While Kommandant van Heerden gropes his way towards true “Englishness” in the company of the eccentric Dornford Yates Club, Luitenant Verkramp, whose hatred of all things English is surpassed only by his fear of sex, sets in motion an experiment in mass chastity with the help of the redoubtable lady psychiatrist Dr. von Blimenstein; their efforts are rewarded by remarkable and quite unforeseen results. Meanwhile, the Kommandant, riding to hounds in the Aardvark mountains, succumbs to the bizarre charms of Mrs. Heathcote-Kilkoon, as Luitenant Verkramp’s essays in counter-espionage backfire in the bird sanctuary. Once more, Konstabel Els, homicidal to the last, saves the day—or what’s left of it—in one of the most savage hunts ever chronicled in fiction.
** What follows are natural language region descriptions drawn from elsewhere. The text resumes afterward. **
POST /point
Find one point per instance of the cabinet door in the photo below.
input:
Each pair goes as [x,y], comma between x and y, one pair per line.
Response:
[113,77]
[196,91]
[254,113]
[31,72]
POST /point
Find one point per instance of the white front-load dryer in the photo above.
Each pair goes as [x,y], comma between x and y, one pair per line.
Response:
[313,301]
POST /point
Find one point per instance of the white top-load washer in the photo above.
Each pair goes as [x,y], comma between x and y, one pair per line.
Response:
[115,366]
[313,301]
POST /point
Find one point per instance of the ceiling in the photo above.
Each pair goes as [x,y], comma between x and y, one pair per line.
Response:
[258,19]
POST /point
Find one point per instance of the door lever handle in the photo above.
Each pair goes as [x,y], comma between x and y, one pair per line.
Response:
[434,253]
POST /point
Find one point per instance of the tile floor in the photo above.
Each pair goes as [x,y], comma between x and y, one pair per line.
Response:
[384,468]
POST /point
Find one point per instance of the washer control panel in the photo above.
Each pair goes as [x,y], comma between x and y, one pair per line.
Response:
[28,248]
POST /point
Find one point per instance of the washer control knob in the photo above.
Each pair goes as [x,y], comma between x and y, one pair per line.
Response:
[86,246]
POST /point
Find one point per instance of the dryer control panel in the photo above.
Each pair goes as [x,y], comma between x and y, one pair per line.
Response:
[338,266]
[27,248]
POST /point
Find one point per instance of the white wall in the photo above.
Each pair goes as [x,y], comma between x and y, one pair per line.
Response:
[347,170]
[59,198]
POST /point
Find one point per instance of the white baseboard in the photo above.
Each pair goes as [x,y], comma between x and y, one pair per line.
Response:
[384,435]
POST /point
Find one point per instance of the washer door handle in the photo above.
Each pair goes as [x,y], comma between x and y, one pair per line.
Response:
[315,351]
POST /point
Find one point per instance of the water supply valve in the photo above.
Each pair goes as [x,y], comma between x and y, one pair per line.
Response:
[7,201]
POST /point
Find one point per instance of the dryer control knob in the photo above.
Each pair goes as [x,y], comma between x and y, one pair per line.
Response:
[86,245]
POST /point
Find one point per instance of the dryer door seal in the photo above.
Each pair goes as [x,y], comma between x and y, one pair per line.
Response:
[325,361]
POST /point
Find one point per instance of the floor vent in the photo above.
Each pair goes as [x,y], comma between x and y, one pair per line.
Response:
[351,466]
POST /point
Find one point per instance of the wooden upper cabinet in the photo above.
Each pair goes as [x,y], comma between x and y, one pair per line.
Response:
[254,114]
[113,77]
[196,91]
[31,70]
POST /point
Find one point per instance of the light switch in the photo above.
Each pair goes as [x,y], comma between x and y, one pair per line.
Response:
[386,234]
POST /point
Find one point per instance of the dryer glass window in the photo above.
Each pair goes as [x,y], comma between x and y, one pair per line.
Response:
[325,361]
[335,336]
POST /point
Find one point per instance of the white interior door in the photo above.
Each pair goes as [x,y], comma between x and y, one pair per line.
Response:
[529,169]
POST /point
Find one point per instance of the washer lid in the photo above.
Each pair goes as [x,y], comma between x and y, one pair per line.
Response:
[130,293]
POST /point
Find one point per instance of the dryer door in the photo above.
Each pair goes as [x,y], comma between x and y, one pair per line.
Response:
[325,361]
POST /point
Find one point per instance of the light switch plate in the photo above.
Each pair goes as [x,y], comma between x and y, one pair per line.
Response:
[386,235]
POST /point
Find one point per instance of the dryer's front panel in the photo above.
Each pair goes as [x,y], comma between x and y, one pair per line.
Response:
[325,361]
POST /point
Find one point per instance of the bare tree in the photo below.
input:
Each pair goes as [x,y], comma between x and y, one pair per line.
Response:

And if you’ve ever wondered why Tom Sharpe, as a young man, was deported from South Africa (but not before enjoying its unique prisons), you need only read Indecent Exposure and its companion, Riotous Assembly." (from Grove Atlantic)

I read most of Tom Sharpe's books decades ago with this solitary chap left on the shelf unread. It's enjoyable and amusing but kind of forgettable, a bit like all the others. It's also amusing to read some of the reviews on Goodreads by people who can't see the humour in police brutality, racism, rape and torture. Strange folk.